5 DISCUSSION
Our study shows the complexity in analysing various
variables connected with human behaviour. The
authors addressed issues such as perception of
security and privacy, adaptable visualization as well
as the context to try to understand the best way to
provide data in mobile applications. Following a
previous work (Muchagata and Ferreira, 2018) where
a set of visualization techniques were analysed in
terms of their potential effect on the confidentiality,
integrity and privacy of mobile data content, this
study advances the state of the art by exploring how
the perceptions of real users are affected depending
on the content and on the adoption of visualization
techniques to present that content to the user.
Regardless if the participants represent doctors or
patients (or even both), the authors considered
relevant and appropriate to know their opinions and
perspectives when they place themselves in both
scenarios.
For the patient’s scenario, and in terms of
confidentiality, every time a particular context is
presented, some participants change their opinion on
what image’s content provides a higher degree of
confidentiality. Commonly in the first image
regarding the menu selection, participants change
their opinion to think that confidentiality is higher
when choosing from a menu when they are at a
pharmacy than when they are at home. Maybe this is
explained by the fact that the type of data they are
accessing relates to health information, which can be
commonly more sensitive. However, when asked the
same question regarding the third image which
includes the results of their search, when the context
is presented, participants change their opinion that
Figure 1 (the one with more personal data content), at
home, is the most secure in terms of confidentiality.
This may be because this information is more related
to the patient’s personal (specific medication) data
and so visualizing this data at home can certainly feel
more secure and trustworthy.
In terms of integrity, for the same patient’s
scenario, answers reveal that there is a big change for
the menu image when there is no context and when
the context is present. Participants favour Figure 2
(the one with less content and visualization
techniques) without the context, but once the context
is presented they change their opinion to favour
Figure 1 (the one with more detailed content and
without visualization techniques) that is viewed at
home. The same happens to the subsequent image
where content is searched. Regarding integrity, the
most chosen secure visualization content is the one
with more detail and viewed at home. What are the
factors that trigger this change? The authors believe
that since integrity is at stake, the more information
and detail available from the searched content, the
better (although this can be confused with
availability) but is not the same for the steps that lead
to search for that data, such as in choosing from
menus. For all options regarding integrity, being at
home is considered safer and more trustworthy than
in a public place.
In terms of availability, participants’ responses
are very consistent and do not change whether context
is present or not. This is also true for the doctor’s
scenario.
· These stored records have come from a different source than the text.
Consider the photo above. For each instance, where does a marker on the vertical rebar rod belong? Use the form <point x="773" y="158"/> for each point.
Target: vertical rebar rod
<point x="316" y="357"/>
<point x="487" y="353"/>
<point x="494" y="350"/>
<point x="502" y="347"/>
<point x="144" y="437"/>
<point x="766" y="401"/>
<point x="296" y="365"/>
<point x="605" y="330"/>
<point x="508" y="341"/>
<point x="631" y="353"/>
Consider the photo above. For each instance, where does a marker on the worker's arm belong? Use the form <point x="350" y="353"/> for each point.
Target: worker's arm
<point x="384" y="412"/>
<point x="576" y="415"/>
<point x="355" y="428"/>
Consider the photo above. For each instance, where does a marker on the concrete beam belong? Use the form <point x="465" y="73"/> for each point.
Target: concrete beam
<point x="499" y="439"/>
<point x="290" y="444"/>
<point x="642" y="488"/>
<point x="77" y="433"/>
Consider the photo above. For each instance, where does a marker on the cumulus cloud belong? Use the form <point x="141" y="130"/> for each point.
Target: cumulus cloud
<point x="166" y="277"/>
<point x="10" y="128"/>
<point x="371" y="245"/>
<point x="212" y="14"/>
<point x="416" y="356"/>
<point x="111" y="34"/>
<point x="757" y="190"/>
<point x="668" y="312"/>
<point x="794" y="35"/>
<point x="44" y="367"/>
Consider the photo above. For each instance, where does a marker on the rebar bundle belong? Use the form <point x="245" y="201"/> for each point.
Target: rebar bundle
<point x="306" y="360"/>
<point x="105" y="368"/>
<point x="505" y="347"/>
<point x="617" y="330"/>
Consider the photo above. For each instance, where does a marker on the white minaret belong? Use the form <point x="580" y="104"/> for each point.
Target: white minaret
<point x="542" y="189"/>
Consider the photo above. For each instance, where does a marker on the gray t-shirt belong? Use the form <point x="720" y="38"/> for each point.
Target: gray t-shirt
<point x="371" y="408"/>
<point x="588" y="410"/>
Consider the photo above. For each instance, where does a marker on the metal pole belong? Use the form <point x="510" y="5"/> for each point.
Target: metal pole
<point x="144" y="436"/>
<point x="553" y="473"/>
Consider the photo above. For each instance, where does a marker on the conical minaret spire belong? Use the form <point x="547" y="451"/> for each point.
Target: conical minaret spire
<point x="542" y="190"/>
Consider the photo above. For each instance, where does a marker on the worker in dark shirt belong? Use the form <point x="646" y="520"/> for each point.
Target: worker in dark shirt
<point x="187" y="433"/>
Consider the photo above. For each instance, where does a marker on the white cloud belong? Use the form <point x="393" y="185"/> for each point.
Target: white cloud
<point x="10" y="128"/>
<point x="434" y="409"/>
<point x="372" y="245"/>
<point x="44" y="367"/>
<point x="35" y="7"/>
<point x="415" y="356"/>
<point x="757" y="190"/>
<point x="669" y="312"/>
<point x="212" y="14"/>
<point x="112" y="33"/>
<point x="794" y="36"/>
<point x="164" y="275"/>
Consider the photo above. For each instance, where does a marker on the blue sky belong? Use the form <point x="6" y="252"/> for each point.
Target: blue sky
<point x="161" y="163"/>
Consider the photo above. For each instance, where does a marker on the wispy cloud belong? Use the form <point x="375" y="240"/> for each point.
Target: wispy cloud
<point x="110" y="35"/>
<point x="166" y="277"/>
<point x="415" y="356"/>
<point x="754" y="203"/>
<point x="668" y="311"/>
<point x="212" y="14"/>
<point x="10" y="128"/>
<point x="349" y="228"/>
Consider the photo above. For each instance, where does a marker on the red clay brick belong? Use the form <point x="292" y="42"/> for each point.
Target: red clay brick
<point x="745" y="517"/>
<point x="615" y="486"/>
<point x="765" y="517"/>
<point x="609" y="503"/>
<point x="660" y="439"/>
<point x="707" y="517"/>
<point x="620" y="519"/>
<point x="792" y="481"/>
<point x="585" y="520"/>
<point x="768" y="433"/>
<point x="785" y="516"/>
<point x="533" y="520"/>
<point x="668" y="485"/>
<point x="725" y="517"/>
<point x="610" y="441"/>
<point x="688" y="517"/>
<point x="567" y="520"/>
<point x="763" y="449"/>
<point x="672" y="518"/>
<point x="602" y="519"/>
The visualization content mostly chosen for
availability is Figure 3, which understandably always
comprises the most detailed and complete data, even
though in some cases it could not be considered the
most secure option.
In relation to the doctor’s scenario, there are some
differences in terms of confidentiality. In this case,
there is no variation in the participants’ choice as
Figure 4, the ones with the applied visualization
techniques (and therefore with less and more focused
content), are always chosen. For the doctor’s scenario
the context does not interfere with the perception of
security and privacy unless the content is the menu of
choices (the first image in the sequence), so for all
others it seems that the applied visualization
techniques have, alone, an impact in that choice. For
integrity in this same scenario, there is a similar
change from Figure 4 to Figure 3 for the menu option,
but here, for the other two images, the most chosen
ones in the doctor’s scenario are the ones with
visualization techniques, and not the ones with more
detailed content, as for the patients’ results. There are
just small variations when context is present. Again,
it seems apparent that when a health professional is
accessing confidential data the perception of security
for the surveyed participants is that patient data
should be more controlled and contained than when it
is a patient accessing that data, even if that access is
performed at a public place, such as a coffee shop.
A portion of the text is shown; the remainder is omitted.